At NPR, Nina Totenberg reports on Monday’s decision in Ziglar v. Abbasi, in which the justices limited the ability to bring suit under the Constitution against federal officials for detentions in the wake of the September 11 terrorist attacks, observing that “[j]ust how far reaching the decision is, remains unclear.” At Stanford Law School’s Legal Aggregate blog, Shirin Sinnar argues that “[s]tepping back from the line of Bivens decisions that makes Abbasi seem normal, it’s striking how far we’ve departed from two very basic premises: first, that where there’s a constitutional right at stake, there ought to be a way to vindicate it, and second, that the very point of including guarantees of individual rights in the Constitution was to guard against legislative temptations to overlook them.” At Balkinization, Deborah Lind maintains that Abbasi “should not be, as some colleagues have suggested, … fodder for the broader debate … about whether and when the President’s reasoning is entitled to judicial deference in matters of national security.”

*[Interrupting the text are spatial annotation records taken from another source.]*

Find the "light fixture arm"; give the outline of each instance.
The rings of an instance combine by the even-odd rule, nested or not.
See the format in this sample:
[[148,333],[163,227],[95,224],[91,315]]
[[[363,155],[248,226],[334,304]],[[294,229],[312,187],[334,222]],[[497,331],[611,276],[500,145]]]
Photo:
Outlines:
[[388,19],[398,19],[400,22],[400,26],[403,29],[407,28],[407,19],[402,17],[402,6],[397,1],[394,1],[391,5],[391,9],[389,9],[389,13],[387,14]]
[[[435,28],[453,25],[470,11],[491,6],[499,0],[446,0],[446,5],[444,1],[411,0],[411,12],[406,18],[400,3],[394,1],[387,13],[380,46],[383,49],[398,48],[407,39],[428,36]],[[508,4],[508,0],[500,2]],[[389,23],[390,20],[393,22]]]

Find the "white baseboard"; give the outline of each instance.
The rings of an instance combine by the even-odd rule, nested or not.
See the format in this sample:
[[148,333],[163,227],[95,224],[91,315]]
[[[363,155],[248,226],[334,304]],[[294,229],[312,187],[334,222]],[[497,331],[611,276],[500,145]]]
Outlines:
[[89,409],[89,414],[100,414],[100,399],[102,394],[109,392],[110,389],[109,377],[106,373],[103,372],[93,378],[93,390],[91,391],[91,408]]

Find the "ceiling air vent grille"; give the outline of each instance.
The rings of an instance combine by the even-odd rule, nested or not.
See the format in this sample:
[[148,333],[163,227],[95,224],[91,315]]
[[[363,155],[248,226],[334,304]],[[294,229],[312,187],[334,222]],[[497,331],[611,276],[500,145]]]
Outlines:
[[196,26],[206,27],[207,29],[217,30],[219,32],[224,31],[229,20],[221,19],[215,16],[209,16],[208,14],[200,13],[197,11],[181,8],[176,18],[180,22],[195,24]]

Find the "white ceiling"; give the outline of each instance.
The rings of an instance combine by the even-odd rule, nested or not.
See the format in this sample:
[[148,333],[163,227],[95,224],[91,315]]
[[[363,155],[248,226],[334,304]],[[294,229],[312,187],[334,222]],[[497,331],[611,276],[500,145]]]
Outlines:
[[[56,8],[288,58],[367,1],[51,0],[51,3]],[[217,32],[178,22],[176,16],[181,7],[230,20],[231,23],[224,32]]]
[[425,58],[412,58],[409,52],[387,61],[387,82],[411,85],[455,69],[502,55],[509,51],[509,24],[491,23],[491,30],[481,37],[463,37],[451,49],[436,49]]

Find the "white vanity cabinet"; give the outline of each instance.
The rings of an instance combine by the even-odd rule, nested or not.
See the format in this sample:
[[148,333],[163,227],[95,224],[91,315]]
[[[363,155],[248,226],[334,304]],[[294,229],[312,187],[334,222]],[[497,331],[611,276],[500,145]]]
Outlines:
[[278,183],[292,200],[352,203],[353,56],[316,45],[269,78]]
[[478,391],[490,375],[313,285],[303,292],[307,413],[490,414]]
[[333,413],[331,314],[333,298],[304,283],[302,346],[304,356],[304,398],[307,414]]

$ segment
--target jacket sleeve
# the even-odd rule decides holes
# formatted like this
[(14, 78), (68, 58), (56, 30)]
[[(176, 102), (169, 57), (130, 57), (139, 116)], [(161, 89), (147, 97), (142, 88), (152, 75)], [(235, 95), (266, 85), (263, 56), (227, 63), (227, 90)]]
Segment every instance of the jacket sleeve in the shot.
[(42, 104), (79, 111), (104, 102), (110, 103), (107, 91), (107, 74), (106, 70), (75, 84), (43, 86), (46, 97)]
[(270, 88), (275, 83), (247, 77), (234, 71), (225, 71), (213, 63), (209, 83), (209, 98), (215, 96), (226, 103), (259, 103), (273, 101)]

At Vox, Dara Lind discusses the challenges to the Trump administration’s temporary ban on entry into the U.S. by nationals of six Muslim-majority countries now pending before the court, maintaining that “[h]ow the Supreme Court feels about the ban itself isn’t yet clear, or even relevant,” and that the “question is how it feels about its own role in the fight over the ban — and whether that leads the justices to try to get the case over with, or to proceed with deliberate caution.” At Take Care, Leah Litman highlights an amicus brief opposing the government’s motion to freeze the injunctions preventing implementation of the entry ban; “the brief argues that the entry ban violates the Establishment Clause’s prohibition on animus toward particular religions.”
- At The George Washington Law Review’s On the Docket blog, Alan Morrison looks at Monday’s decision in Bristol-Myers Squibb Co. v. Superior Court of California, in which the justices reversed a state court finding of specific personal jurisdiction over out-of-state plaintiffs in a multistate lawsuit, calling it the last in a series of recent rulings “that, taken together, have seriously limited the ability of plaintiffs to obtain personal jurisdiction over defendants in their preferred forum.”[Disclosure: Goldstein & Russell, P.C., whose attorneys contribute to this blog in various capacities, is among the counsel to the respondents in this case.]
- At the Pacific Legal Foundation’s Liberty Blog, Deborah LaFetra bemoans the court’s decision not to review a case that gives “a green light” to plaintiff “to pursue her ‘representative’ action against [a former employer] despite her written agreement to arbitrate any disputes that arose during the course of her employment,” arguing that “only the Supreme Court can remedy this hostility to arbitration that leads lower courts to treat contracts with arbitration provisions as poor relations.”